Estimating mutation rate between epidemiologically linked pairs
The mutation rate (m) was estimated using a similar approach to Ford et. al [9] with number of mutations (m) in a genome of known size (N) over time in days (t) (m=m/(N*t)). The number of mutations was estimated from the number of SNPs detected in the secondary case patient isolate but not in the source case patient. To account for uncertainties in mutation detection, all mutation rates were calculated with an interval estimate of +/- 1 SNP. Genome coverage (N) was determined from the coverage of the mapped reads to the reference genome.
The time span in which the bacterial isolate accumulated mutations in a patient starts at transmission and ends at isolation. Since we do not know the date of transmission, this has to be estimated. We can estimate the minimum time to be the interval between diagnosis of the source case patient and the secondary case patient. However, there is an additional unknown time between transmission and diagnosis. In order to quantify the diagnostic delay, we used epidemiological data of 688 source cases from the Netherlands Tuberculosis Register (NTR) as described in a recent publication [35]. The lower boundary of the time frame was estimated to be 3.5 days (doctor’s delay only, first quartile), whereas the upper boundary was estimated to be 130 days (doctor’s delay and patient’s delay, third quartile) [35]. Isolate pairs with no or negative intervals were excluded from the analysis, as these might be caused by an overly long diagnostic delay in the source patient.
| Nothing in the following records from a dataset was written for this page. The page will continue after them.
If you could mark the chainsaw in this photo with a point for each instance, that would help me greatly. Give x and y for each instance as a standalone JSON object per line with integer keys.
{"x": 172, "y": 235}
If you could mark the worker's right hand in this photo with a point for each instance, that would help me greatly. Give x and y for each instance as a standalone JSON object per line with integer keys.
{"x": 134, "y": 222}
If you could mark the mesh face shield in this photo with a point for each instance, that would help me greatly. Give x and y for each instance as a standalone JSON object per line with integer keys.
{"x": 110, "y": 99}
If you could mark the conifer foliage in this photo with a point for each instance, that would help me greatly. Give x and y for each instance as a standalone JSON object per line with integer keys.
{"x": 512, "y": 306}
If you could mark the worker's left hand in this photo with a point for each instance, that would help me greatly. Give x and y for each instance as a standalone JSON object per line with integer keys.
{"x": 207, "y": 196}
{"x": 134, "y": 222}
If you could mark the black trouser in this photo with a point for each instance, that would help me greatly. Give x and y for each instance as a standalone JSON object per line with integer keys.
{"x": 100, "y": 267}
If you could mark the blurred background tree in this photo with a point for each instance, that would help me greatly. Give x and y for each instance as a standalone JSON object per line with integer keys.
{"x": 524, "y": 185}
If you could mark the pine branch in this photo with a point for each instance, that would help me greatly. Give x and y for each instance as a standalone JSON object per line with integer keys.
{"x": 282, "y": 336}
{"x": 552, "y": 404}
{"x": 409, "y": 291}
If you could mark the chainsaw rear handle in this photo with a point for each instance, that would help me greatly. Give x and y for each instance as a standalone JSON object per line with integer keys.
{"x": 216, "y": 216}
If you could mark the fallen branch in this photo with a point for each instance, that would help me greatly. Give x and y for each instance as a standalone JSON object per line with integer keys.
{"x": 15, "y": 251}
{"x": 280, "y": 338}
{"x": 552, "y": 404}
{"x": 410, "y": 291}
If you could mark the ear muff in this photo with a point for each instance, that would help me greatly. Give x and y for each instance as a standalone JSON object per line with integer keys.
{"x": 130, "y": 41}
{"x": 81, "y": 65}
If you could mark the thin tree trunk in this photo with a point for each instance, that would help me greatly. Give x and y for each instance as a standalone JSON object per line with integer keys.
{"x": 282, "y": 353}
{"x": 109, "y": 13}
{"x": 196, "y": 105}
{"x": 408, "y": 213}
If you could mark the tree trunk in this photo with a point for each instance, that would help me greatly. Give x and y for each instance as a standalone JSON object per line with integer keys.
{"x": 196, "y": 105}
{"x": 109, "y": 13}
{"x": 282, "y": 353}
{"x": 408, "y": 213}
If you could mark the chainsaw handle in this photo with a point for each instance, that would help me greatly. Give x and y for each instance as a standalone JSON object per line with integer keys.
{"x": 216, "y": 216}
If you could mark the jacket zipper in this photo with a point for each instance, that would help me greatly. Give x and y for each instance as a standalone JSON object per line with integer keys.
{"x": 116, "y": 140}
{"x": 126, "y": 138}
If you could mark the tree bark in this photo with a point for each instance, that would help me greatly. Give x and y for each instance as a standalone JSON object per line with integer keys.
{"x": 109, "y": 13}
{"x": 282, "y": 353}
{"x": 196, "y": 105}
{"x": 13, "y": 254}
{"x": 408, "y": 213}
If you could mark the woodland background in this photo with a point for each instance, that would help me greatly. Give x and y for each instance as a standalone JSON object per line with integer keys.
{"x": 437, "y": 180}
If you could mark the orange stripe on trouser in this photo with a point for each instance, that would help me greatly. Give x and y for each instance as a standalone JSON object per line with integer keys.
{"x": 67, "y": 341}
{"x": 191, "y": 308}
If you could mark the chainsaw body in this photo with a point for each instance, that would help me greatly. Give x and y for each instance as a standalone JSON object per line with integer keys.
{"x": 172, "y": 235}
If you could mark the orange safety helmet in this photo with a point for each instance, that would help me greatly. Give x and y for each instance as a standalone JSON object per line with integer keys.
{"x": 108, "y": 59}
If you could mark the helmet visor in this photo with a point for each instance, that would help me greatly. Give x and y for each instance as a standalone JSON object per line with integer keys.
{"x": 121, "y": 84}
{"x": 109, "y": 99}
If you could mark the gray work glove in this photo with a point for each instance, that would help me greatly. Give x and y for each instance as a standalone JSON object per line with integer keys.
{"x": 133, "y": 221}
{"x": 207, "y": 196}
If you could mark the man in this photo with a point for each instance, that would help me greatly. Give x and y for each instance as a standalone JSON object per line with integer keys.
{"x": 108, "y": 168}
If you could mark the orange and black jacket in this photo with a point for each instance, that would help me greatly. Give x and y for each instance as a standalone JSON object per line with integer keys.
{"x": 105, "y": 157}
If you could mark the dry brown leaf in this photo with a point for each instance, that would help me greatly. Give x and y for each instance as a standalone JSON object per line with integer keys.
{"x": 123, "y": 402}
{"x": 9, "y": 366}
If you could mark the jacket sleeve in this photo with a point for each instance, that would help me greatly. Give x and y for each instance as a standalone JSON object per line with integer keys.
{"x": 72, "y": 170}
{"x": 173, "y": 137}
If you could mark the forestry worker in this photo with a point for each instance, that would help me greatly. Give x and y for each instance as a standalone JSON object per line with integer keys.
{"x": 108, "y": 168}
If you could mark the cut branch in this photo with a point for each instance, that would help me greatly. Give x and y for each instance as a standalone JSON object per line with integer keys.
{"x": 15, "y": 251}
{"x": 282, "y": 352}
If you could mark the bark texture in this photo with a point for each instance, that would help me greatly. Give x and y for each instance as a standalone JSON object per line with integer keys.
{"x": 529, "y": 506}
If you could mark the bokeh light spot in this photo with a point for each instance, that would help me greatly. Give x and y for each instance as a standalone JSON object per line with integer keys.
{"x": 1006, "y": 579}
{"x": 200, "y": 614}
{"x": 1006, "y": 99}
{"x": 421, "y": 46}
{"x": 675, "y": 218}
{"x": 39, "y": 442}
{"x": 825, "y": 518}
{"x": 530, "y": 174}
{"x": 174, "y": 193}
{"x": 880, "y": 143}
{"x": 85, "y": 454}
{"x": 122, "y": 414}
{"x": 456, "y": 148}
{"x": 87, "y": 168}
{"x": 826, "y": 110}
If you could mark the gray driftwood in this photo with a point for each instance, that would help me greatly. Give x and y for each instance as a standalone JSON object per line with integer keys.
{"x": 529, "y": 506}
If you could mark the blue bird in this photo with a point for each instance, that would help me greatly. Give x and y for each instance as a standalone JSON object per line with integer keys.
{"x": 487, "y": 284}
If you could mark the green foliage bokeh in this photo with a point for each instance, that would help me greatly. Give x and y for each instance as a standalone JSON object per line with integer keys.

For all calculated values of the mutation rate (for long and short diagnostic delays and for interval estimates of the number of mutations), box plots were drawn in R (version 2.10.0) with whiskers extending to the extreme values. The detection limit for the mutation rate of every isolate was calculated for one theoretical SNP and the lower boundary of the diagnostic delay. The plots were repeated using random values for the number of mutations per pair drawn from the actual distribution of real values.
A trend towards lower estimated mutation rates for longer time intervals can be observed in Figure 2a. To examine whether this result was significant, we repeated the analysis, but with mutation numbers for each pair drawn at random from the real distribution of mutation numbers. Figure 2b shows that the shape of the graph is near-identical, with a similar number of pairs apparently exceeding the detection limit. In the real data, only six mutation rates clearly exceeded the detection limit when sources of error were taken into account. No correlation was found between the isolates that exceeded the detection limit and patient factors including sex, country of birth, drug susceptibility of the isolates and treatment (Fishers exact test P values 0.11 - 1). In addition no SNPs were identified in genes that could possibly confer a hypermutator phenotype in these isolates (e.g. DNA repair genes (Ebrahimi-Rad et al. 2003)).
Supplementary Figure 2. Mutation rate estimation for secondary isolate of 94 epidemiological linked pairs with real and randomized data. A. Mutation rates were estimated for short and long diagnostic delays in addition to the interval between the isolation dates of the patients linked by transmission. In addition, interval estimates of one mutation were applied to account for possible detection errors. Whiskers of the boxplot extend to the extreme values, and black lines in the box indicate the median of all estimates. A line is drawn at the detection limit.. The three outliers discussed in the text were not included. SNPs conferring drug resistance were also excluded. B. The analysis was repeated with the same data but with the number SNPs assigned randomly to each interval. This results in a highly similar plot demonstrating that there an absence of a signal in this dataset.